Owners of a 38-acre portion of land in the Atchafalaya Basin are infuriated as their land is now being challenged, not by the government, but by a pipeline company, a posting on katc.com said.
A group including the Center for Constitutional Rights, Atchafalaya Basinkeeper and a Loyola University law professor, Bill Quigley, are suing Energy Transfer Partners, which is building the the Bayou Bridge Pipeline, on behalf of the landowners.
The group alleges that the eminent domain law for Louisiana does not constitutionally allow for a pipeline company to take action in seizing land without direct permission from a government agency; most states have requirements for these companies which don't allow eminent domain to take place without a permit from the public service commission.
Peter Vujin, a Miami-based attorney, recently spoke with the Louisiana Record about the situation and why the constitution is, in his opinion, being violated by the pipeline company.
"The intent to skirt the statute is obvious: the gas company never spoke to the landowners and therefore did not follow the law and did not fulfill a condition precedent – to attempt to settle with the landowners. ... The gas company just acted like a governmental entity and seized the lands," Vujin said.

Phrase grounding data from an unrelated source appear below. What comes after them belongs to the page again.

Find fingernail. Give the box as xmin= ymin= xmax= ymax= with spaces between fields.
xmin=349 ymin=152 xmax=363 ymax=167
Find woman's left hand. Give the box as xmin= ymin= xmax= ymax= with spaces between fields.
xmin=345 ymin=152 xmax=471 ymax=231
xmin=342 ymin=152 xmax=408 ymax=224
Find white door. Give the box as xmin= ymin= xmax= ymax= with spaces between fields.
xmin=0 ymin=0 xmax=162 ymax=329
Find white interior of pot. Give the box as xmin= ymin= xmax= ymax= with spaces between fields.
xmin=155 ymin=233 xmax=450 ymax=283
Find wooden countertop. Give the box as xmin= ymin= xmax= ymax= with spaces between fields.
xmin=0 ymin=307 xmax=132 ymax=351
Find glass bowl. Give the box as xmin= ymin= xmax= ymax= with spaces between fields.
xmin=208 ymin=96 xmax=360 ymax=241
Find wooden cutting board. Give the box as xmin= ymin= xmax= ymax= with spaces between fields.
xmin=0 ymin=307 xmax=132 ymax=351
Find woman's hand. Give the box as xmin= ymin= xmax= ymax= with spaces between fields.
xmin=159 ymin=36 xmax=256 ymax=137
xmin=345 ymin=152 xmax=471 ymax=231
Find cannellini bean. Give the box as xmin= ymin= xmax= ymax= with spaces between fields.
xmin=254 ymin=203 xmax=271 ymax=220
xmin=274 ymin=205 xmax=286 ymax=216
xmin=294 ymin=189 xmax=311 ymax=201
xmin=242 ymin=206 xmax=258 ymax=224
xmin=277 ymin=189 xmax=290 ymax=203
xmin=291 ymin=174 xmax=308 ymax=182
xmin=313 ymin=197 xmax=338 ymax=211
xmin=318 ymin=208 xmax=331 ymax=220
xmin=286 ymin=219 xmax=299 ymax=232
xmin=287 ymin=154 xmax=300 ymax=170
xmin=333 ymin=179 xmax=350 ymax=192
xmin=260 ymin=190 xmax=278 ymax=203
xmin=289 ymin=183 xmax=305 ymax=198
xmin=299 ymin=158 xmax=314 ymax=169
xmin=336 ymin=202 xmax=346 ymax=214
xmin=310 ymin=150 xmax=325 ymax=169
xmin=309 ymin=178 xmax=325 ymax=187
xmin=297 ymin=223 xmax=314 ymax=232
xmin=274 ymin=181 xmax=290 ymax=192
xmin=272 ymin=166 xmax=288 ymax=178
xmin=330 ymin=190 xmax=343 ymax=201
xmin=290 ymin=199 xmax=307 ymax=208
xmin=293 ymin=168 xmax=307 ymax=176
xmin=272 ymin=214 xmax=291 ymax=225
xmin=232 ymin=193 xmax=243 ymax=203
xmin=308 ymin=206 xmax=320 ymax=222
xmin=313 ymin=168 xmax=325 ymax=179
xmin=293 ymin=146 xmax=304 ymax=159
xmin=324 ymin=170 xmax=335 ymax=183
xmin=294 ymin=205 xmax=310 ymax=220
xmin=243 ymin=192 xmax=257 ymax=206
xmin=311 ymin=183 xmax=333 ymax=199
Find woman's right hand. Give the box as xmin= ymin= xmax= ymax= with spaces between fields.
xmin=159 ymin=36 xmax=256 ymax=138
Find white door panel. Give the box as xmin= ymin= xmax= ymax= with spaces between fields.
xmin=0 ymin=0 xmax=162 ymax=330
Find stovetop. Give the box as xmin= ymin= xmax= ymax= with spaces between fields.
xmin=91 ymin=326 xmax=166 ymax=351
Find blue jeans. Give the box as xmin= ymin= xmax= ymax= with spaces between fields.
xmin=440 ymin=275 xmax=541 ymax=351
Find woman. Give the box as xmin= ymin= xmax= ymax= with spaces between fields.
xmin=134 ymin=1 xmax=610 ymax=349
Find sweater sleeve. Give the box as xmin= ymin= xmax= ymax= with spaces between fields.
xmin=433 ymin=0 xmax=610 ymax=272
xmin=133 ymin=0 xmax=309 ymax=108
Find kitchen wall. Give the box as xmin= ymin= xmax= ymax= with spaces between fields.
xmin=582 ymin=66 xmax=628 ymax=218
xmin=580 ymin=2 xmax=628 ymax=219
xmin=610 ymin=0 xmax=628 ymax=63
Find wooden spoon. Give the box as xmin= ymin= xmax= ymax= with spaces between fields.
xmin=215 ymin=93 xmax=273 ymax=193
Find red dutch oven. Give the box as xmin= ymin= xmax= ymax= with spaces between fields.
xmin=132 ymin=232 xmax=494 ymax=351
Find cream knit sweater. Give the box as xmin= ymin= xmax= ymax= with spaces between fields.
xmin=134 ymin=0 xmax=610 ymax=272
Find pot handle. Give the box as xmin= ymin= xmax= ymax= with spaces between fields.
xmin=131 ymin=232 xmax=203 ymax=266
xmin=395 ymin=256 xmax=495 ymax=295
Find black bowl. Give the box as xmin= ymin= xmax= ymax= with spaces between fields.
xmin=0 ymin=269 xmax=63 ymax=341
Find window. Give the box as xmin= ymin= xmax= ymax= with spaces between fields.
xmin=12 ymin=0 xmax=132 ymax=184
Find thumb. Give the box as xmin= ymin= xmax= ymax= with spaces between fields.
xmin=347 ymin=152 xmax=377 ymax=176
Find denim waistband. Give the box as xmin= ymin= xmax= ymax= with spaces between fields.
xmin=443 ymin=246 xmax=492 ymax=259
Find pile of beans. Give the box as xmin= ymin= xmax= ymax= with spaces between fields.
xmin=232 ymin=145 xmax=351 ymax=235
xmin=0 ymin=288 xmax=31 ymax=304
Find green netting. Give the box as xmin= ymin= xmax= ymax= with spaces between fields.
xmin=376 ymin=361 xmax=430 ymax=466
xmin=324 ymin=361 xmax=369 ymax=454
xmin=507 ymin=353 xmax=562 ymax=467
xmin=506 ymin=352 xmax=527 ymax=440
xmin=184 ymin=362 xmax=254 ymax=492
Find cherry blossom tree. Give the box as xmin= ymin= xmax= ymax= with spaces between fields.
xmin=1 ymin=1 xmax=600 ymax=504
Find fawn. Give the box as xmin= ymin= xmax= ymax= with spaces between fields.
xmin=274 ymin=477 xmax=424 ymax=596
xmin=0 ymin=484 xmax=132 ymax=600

According to Vujin, the landowners have been put in a very difficult decision, as they have now have had to seek out legal representation just to maintain what is already theirs.
"Luckily they were able to find pro-bono attorneys due to the constitutional enormity of this case and battle this in court for an unknown period of time just to receive what the constitution already gives them, that is, just compensation," Vujin said.
Vujin said that this is, in his opinion, another assault by large multinational corporations on the constitution.
"The original owners must be compensated, and the gas company should be penalized for its failure to follow the statutes," Vujin said.